Залетаев остановился. Человечек исчез на минуту в толпе и вдруг вынырнул с собственною шинелью Залетаева.
-- Позвольте -- я вас... закутаю, вот так... -- проговорил он, одевая его: -- а билетец, нумерочек -- с вами-с? Не извольте уронить-с!
Залетаев только мычал что-то, улыбался и как будто вовсе не понимал, что с ним делается.
-- Теперь все-с! Пожалуйте-с! -- продолжал человечек, взяв Залетаева под руку и сводя его с лестницы.
Тут только, очутившись на улице, Залетаев вышел из своей глубокой сосредоточенности на одной идее... Дохнув свежим воздухом, он почувствовал благоразумное побуждение не поддаваться сильным впечатлениям, освидетельствовал свой лотерейный билет, бережно положил его в боковой карман и отправился в знакомую особую комнату у Каменного моста.
"А где ж этот человек?" -- вспомнил он, останавливаясь и оглядываясь на перекрестке Михайловской улицы и Невского проспекта.

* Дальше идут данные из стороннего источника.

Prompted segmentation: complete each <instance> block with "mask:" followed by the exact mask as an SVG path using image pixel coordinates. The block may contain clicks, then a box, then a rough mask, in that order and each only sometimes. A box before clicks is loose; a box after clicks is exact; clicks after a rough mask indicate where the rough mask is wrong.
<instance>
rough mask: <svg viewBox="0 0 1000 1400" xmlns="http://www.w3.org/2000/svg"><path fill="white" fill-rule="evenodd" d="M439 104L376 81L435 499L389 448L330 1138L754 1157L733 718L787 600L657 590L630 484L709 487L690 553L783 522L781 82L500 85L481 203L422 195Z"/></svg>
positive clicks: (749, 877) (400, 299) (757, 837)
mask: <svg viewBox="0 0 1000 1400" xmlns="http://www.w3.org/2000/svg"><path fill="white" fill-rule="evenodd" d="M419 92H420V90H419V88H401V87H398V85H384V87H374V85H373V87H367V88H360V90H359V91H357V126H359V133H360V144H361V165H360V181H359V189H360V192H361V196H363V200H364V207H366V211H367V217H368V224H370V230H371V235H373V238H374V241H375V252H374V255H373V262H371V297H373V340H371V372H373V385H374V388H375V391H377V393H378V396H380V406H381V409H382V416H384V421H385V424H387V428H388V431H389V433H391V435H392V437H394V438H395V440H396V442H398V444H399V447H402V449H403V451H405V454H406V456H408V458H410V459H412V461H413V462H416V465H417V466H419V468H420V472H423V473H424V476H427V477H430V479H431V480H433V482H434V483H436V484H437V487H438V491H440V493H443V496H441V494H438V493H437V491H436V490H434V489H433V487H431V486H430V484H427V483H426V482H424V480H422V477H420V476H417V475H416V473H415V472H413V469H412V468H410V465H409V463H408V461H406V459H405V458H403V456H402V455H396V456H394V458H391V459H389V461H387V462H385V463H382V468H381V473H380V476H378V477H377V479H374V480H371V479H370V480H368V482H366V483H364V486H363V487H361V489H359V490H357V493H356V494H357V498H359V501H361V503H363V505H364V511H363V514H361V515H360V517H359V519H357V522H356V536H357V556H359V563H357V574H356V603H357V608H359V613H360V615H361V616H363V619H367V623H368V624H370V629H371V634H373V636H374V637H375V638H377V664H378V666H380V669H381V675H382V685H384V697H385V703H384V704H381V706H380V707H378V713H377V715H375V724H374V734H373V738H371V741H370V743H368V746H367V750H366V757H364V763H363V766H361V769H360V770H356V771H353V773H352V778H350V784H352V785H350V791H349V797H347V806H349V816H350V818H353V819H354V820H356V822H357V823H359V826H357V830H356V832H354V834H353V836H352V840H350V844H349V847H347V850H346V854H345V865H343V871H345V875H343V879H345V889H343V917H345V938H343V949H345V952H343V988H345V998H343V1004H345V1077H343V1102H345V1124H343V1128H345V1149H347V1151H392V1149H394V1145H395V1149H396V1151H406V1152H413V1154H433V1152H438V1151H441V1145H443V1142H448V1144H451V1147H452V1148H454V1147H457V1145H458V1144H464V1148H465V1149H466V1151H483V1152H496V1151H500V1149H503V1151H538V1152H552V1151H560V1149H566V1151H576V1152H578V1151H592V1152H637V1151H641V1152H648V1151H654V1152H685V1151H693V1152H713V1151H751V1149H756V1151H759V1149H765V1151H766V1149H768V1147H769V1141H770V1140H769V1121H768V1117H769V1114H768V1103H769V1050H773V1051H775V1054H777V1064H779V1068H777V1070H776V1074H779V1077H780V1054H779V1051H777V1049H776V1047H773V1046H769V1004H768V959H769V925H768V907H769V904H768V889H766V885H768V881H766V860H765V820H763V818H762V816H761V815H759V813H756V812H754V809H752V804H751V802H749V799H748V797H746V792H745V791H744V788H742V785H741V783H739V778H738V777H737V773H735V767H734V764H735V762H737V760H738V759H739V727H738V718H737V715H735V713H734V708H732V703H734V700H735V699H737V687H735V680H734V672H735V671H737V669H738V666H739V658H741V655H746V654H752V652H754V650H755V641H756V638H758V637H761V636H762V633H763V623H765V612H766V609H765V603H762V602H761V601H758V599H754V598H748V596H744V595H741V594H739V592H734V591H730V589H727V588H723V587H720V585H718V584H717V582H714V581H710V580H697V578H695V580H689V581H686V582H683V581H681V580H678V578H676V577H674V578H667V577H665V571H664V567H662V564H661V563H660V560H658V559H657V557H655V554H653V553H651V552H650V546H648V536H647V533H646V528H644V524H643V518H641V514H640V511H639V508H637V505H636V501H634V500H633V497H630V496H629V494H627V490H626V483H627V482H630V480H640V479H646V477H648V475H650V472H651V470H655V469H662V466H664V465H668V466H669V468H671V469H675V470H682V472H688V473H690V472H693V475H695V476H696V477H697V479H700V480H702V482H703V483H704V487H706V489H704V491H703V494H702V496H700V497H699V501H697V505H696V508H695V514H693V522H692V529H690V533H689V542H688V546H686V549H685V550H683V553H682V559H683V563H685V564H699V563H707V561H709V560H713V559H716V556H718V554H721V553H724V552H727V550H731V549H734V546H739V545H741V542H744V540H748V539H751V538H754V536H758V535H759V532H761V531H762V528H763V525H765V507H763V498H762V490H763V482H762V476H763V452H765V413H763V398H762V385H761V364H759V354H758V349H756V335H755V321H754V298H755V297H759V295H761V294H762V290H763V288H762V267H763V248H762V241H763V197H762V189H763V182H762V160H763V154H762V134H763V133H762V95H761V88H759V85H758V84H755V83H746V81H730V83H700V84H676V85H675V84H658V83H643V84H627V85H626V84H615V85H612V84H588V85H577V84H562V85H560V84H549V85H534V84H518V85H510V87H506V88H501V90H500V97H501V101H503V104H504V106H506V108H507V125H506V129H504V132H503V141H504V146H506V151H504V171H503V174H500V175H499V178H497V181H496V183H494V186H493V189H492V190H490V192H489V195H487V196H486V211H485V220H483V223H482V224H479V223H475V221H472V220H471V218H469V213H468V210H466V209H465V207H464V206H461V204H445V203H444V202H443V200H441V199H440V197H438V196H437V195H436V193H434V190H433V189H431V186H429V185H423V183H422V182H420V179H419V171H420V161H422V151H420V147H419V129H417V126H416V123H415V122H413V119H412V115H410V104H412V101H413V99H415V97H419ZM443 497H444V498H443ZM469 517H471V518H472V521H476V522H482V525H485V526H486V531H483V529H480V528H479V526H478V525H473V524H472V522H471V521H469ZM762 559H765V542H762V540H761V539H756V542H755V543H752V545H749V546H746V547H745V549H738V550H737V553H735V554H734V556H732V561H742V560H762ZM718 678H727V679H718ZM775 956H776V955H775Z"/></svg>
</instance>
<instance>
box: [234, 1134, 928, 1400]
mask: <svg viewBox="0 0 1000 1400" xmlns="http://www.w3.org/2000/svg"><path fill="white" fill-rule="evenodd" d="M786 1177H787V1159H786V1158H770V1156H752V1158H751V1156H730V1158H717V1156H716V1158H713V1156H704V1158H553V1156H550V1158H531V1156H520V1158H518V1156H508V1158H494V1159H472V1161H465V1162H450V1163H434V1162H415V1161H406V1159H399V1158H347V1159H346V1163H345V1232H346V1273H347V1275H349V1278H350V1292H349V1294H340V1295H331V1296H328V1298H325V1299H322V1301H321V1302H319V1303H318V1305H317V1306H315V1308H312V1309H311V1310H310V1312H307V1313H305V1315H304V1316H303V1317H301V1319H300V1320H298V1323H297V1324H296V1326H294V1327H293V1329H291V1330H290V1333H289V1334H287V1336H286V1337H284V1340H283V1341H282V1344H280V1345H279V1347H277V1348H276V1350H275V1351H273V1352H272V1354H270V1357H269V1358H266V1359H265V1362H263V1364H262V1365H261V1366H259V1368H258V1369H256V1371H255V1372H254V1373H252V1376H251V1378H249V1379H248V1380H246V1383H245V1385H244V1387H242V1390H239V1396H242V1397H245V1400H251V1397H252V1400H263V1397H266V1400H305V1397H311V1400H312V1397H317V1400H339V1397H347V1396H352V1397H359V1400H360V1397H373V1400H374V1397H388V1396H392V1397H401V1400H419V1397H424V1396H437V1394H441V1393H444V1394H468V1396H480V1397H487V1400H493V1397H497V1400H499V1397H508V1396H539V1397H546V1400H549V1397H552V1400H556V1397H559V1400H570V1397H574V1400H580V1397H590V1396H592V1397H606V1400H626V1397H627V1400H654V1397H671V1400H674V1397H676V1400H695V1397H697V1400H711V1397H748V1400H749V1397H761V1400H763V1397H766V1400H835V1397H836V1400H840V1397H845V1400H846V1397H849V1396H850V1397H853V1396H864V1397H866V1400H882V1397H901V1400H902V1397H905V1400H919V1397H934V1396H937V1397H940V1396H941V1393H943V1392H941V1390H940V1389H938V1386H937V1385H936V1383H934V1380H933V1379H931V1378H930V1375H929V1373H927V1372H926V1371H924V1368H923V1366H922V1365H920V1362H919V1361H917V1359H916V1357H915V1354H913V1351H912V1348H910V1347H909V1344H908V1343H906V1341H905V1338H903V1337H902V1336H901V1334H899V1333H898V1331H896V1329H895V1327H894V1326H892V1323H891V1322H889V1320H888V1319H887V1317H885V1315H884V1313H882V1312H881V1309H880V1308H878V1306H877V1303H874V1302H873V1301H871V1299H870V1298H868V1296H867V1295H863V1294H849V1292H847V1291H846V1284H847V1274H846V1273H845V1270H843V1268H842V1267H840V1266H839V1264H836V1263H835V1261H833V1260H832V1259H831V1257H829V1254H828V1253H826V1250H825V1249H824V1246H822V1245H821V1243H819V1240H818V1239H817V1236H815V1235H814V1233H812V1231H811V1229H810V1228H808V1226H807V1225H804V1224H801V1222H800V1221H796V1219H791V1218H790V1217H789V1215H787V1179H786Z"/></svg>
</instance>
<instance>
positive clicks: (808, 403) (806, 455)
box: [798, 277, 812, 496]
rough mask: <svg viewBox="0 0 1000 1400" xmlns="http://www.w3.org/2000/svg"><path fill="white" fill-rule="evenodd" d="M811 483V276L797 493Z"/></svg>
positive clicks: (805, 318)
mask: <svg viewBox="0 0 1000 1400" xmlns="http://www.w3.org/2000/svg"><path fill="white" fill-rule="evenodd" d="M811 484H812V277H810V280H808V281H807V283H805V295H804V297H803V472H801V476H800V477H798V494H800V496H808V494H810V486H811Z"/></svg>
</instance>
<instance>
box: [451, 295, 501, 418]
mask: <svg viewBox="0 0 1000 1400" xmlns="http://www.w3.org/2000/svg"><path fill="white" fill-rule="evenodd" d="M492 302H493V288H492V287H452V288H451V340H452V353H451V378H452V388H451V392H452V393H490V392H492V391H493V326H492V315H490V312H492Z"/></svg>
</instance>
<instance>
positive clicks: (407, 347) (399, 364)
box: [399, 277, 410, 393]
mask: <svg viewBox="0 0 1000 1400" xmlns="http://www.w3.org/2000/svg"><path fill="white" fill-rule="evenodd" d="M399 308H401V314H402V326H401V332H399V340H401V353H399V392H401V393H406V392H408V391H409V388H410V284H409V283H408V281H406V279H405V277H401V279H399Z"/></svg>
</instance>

Человечек на пружинах пропал, как в воду канул. Несколько минут Залетаев вглядывался в темные фигуры, которые изредка мелькали по опустелым улицам, но то были всё дворники да ночные бабочки. Две бесконечные линии газовых фонарей освещали перед ним громады зданий Невского проспекта, и Залетаев, забыв человечка и свою особую комнату, надолго погрузился в созерцание великолепной местности, которую он ежедневно пробегал в скромном виде природного пешехода.
"А что, если бы так... подобно графу Монте-Кристо?" -- подумал он, сильно взволнованный новыми ощущениями, которые вызвало в нем созерцание Невского проспекта.
"Только никому ни слова -- ни за что! -- продолжал он, гонимый холодом по направлению к Каменному мосту. -- До времени -- все держать в глубочайшей тайне!"
II
Первый выезд
Ровно через сутки после лотереи аллегри Залетаев очутился в Александрийском театре, на представлении дремучих "Костромских лесов". Впрочем, не "Костромские леса" привлекли его сюда, а Павел Александрович, который был здесь с дочерью Настасьею Павловною и с господином Громотрясовым. Их-то он следил и наблюдал бдительным оком из своего темного угла за партером. Пьесы он не видел и не слышал, сосредоточив все свое внимание на одной ложе в третьем ярусе, где помещались знакомые ему лица. Только изредка страшные вопли героя драмы возбуждали в нем трепет, и он невольно отрывался на минуту от своей цели. Наконец представление кончилось. Публика хлынула из театра, и Залетаев, пробившись сквозь тесную толпу, выбежал в коридор и остановился, едва переводя дух от сильного волнения по случаю приближения решительной для него минуты.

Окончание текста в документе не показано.